While some epifaunal species are restricted to hard substrata, others show a high plasticity in terms of substrate choice (e.g. Riemann-Zürneck 1997). The dispersion of the HS-associated fauna depends on dispersion and settlement patterns of their larvae, substrata availability and food accessibility (Mullineaux 1988). However, effects of hard substrata on epibenthic community patterns have rarely been considered in attempts to assess species diversity in the deep sea. The lack of knowledge about deep-sea HS-communities, apart from hydrothermal vent and ridge sites, is mainly due to restrictions in sampling by conventional methods like box coring or dredging (Christiansen and Thiel 1992; Beaulieu 2001). Furthermore, because of the low density of megafauna in deep soft-bottom habitats, it is difficult to acquire quantitative information (Bluhm 1994). Seabed imaging techniques such as those used for the description of distribution and community patterns of epibenthic megafauna from soft-bottom environments (e.g. Mayer and Piepenburg 1996; Ambrose et al. 2001; Bluhm et al. 2005; Soltwedel et al. 2009), and biogenic “substrate islands” such as sponge stalks (Beaulieu 2001) are valuable tools to quantitatively characterise epibenthic communities on hard substrata (Rice et al. 1982; Solan et al. 2003).
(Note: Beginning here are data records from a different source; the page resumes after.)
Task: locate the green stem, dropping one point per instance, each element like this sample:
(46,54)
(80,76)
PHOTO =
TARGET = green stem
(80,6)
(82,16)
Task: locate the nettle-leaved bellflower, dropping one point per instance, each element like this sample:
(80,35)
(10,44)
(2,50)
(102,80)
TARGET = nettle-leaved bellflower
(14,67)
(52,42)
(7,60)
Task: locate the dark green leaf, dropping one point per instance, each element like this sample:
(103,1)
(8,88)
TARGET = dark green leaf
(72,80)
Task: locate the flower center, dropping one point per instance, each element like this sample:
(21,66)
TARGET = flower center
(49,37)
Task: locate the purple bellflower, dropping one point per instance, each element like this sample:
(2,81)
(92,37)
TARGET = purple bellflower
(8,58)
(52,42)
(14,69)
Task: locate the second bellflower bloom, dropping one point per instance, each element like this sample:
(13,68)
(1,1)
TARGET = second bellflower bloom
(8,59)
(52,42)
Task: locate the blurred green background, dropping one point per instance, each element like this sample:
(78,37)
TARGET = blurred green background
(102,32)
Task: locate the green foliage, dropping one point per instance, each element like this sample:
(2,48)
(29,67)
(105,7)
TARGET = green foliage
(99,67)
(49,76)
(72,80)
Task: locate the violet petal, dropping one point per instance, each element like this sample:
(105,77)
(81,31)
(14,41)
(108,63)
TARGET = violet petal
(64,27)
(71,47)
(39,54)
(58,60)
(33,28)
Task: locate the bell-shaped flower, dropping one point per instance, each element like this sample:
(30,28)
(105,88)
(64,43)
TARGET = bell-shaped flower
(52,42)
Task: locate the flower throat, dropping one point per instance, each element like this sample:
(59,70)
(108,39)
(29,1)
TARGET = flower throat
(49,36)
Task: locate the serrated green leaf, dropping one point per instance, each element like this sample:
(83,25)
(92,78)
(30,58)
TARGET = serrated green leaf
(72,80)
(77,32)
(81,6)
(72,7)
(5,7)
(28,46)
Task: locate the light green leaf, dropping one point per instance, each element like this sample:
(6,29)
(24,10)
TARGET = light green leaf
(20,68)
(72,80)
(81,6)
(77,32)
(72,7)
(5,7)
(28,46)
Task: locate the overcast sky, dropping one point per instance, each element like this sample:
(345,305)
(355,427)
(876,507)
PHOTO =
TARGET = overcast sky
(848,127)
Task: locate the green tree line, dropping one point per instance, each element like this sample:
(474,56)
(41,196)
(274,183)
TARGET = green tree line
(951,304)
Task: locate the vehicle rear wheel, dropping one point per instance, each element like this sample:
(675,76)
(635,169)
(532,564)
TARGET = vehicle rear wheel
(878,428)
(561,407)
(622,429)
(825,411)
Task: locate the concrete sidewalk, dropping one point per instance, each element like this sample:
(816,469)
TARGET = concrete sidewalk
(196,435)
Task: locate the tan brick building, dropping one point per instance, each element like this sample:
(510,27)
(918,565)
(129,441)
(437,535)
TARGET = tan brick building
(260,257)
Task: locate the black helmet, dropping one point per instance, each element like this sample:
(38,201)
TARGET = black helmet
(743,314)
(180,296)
To our knowledge, a description of dropstone colonisation has so far relied on the material obtained by box core sampling in the Norwegian Sea (Oschmann 1990) and a camera survey in the Canada Basin (MacDonald et al. 2010). Both studies reported a high diversity of epibenthic colonisers although Oschmann’s (1990) study described only the epifauna of ten dropstones of ≤8 cm diameter.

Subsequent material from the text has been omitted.